Но, слава Богу, Федины мучения разрешились чудесным образом. Явившись с порога к Маше, друзья нашли её очухавшейся, и, хотя вставала девка пока с трудом, говорить могла. Акимовна, уперевшись в грудь Фёдору обеими своими старушачьими ручонками, завыла и запричитала, явив твёрдое намерение посетителей в хату к своей кровиночке не пускать. Так и двигал её Срамнов с порога до самой двери. Кричала бабка так, словно ненаши явились белым днём, а не Федя с Ваней, и друзья уж было сдали. Поднимет сейчас волну — соседи сбегутся, молва пойдёт. А ругалась Акимовна так, как и не догадывались об этом её навыке. А навык безусловно был, хотя на службе старушка — одуванчик, в белом платочке, благолепная вся из себя, в первом ряду перед амвоном место обычно занимала. Глянешь на неё в храме — тепло на сердце проливается: вот они какие, наши бабушки православные! Основа общины! А тут?! Хоть святых выноси… Но не тот случай: Акимовна — бабка упорная, да Срамнов — ещё более упёртый. Надо ему — и черти не остановят, а тут не то, что надо — тут и слова-то такого нет, чтобы описать в красках эту неотложную ниважнейшую срамновскую необходимость. Иван это знал, а Акимовна — не знала, и быть бы скандальному обстоянию, но разрешилось всё опять-таки по-доброму — похожая на призрак, отворила дверь Маша и встала в проёме, опираясь о косяк.
— Пусти их, Акимовна.
— Ииии, девонька!
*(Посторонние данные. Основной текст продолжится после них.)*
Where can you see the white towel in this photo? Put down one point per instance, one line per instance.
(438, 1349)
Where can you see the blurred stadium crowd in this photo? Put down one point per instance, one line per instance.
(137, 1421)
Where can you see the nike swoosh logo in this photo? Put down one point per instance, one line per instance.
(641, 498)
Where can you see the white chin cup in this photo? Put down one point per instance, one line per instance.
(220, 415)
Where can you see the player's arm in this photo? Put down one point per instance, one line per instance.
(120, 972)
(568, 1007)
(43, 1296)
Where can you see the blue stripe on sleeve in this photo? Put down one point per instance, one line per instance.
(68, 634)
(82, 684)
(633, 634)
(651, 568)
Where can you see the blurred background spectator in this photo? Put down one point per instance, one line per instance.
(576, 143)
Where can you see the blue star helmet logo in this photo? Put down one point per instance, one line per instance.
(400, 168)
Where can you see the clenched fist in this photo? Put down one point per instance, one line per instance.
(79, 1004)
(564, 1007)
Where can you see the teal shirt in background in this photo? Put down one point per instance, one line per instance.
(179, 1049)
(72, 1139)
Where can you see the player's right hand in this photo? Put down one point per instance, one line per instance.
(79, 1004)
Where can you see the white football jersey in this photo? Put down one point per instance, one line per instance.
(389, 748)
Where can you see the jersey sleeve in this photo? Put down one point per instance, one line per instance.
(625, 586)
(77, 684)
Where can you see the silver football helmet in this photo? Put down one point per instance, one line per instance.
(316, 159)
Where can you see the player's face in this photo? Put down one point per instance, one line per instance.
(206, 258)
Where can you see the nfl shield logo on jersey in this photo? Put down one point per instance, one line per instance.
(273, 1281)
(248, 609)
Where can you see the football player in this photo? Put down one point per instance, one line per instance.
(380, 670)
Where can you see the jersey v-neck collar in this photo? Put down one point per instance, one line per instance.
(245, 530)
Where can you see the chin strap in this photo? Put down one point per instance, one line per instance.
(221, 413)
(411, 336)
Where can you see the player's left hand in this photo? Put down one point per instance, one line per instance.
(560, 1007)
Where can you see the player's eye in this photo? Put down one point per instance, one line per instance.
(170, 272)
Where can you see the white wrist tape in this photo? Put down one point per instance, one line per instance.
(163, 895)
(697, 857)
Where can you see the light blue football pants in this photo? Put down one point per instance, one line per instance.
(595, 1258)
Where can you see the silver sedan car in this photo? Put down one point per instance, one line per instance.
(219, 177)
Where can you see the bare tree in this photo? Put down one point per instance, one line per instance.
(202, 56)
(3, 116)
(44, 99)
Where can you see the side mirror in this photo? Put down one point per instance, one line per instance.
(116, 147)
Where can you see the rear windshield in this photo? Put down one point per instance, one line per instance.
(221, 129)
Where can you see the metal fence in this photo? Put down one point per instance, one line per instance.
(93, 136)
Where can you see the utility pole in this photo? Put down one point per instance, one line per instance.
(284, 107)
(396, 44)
Да что ж ты встала-то опять?! Горе мне с тобой! — вмиг отцепившись от рубашки Фёдора, запричитала и бросилась к ней воздевшая руки, старушенция.
— Поднимайтесь. — успела сказать увлекаемая в дом Мария, и друзья, разувшись, поднялись.
Акимовна — и откуда у них, бабок этих, силы-то берутся — ввергла девицу обратно в кровать, заботливо укутывая ворохом одеял и подушек. Из-за всего этого пухового царство разобрать кто там в кровати имеет находится было совершенно невозможно, мог быть один человек, а могло и трое — сходу не скажешь. Друзья, пробравшись по стенке, скромно присели на скамейку. Старуха же, сдав первый рубеж, не унималась.
— Словно ненаши являетесь! Совесть-то совсем просрали в лесах и выселах своих! Ить больной человек, никого не жалко вам! Ни матерей своих, ни ближних — дело, не дело — припрутся!
— Вот про матерей — не надо, Акимовна. — устав слушать бабку-стража, лупанул Федя. — Язык без костей? Так мы поставим стержень, если ослаб. Мне ведь до батюшки сходить недалеко совсем, а он, наверное, сильно огорчится, узнав, как ты с людьми привыкла общаться.
— Ты меня батюшкой-то не пугай, оголец! Ты ещё у матки в планах не был, как я пуганой сделалась. — уперев руки в боки, пошла на него Акимовна. — Про язык он про мой тут говорить пришёл, засранец! А я вот сейчас наряд-то кликну, и…
— Да успокойтесь вы все! — послышался страдальческий голос Маши с кровати. — Иди, Акимовна, что устроила? Тебе уже в церковь пора. А ты, Федь, садись ближе. Знаю ведь, зачем пришёл…
Фёдор, подхватив стул, поставил его задом наперёд перед кроватью, и сел, сложив руки на спинке.
— Ну, ты как?
— Бывало и лучше. От раз к разу всё тяжелее становится…
— Да…
— Ну что «да»?! Чем ты мне поможешь? Никто ничем мне не поможет, Федя. Можешь и вид не делать. Ладно, ты не за тем явился, чтобы меня разговорами развлекать, а у меня сил нет лишних, чтобы их с тобой разговаривать. Поэтому слушай меня…
— Ты это, Маш… — поправил одеяло на её кровати Федя, и сделав глаза, как у лабрадора, попросил, — ты только вот прямо сразу мне скажи. Совсем всё плохо? Или нет? Потому что, если совсем всё плохо, я лучше сразу пойду что-нибудь плохое с собой сделаю.